Because it has dramatically better potency against ALK than does criz, and it is effective in some patients that failed criz. Its potency is in the same general ballpark as '113.

You really can't compare across trials like you are doing - the patient populations can be very different.

Peter

[jq1234]

LDK378 ORR (Criz-naive) is marginally better than Criz - 62% vs. 60.8%
PFS is less than Criz - 8.6 mos. vs 9.7 mos.

Really different population, can't be compared directly. Xalkori data came from a trial that included patients who never received any chemo, while majority patients in LDK trial, 79 out of 114, were Xalkori resistant, thus much sicker population in general. For comparison, Xalkori in another trial listed on label that included only previous treated patients had both lower ORR 50% and DOR. Thus even though these patients are ALK+, how many non ALK inhibitor treatments previously received - how sick these patients are - do affect efficacy. You have to look at patient population first before you compare results cross trials.

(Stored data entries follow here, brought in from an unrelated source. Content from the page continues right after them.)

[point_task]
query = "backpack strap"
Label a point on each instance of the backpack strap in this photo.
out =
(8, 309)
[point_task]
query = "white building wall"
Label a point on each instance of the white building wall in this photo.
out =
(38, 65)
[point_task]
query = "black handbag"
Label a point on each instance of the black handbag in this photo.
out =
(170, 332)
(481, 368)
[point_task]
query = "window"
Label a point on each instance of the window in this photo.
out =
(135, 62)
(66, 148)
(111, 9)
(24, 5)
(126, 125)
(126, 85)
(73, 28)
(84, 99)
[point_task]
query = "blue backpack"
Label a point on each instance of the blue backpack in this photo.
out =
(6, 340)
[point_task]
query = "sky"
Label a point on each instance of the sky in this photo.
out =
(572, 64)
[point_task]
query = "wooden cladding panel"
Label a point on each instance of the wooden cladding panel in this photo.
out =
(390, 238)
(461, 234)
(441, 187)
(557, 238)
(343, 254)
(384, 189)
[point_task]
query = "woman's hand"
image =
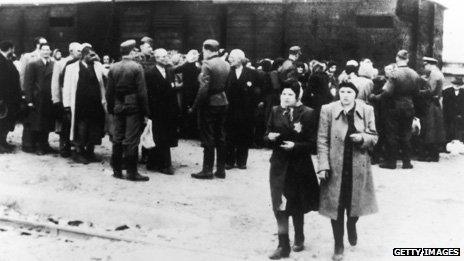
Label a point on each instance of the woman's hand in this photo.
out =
(272, 136)
(323, 175)
(356, 138)
(288, 145)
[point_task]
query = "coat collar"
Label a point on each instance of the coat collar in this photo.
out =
(357, 107)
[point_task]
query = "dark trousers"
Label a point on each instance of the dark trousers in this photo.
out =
(159, 157)
(34, 139)
(65, 143)
(3, 133)
(236, 154)
(126, 139)
(211, 123)
(337, 225)
(398, 134)
(87, 134)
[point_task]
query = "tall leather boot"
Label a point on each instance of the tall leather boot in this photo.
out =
(90, 154)
(132, 173)
(283, 249)
(351, 228)
(221, 162)
(79, 155)
(208, 163)
(298, 225)
(116, 161)
(337, 229)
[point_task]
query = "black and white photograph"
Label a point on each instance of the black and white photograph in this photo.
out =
(206, 130)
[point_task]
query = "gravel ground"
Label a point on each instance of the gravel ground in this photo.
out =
(231, 219)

By the way why does the Chugai data from ASCO include responses from the same 43 of 46 patients with data cut-off of July 31, 2012. Not that there's anything wrong with publishing year old data at ASCO, but if 93% OR is accurate why wait a year to start Phase 2 trial?

They hadn't enrolled any new patients, just resported same response data reached before with updated DOR which currently is at 13 months and ongoing. It takes longer to get to mDOR for ALK naive patients. They didn't wait a year to start ph2, the 46 patients enrolled are from ph2. Roche started ph1 in ALK resistant trial one year ago, is going to start a ph2 in both ALK resistant and chemo doublet treated population. I assume they are going to file AA based on this ph2. Chugai is majority owned by Roche. They are also planning for ALK naive ph3 trial.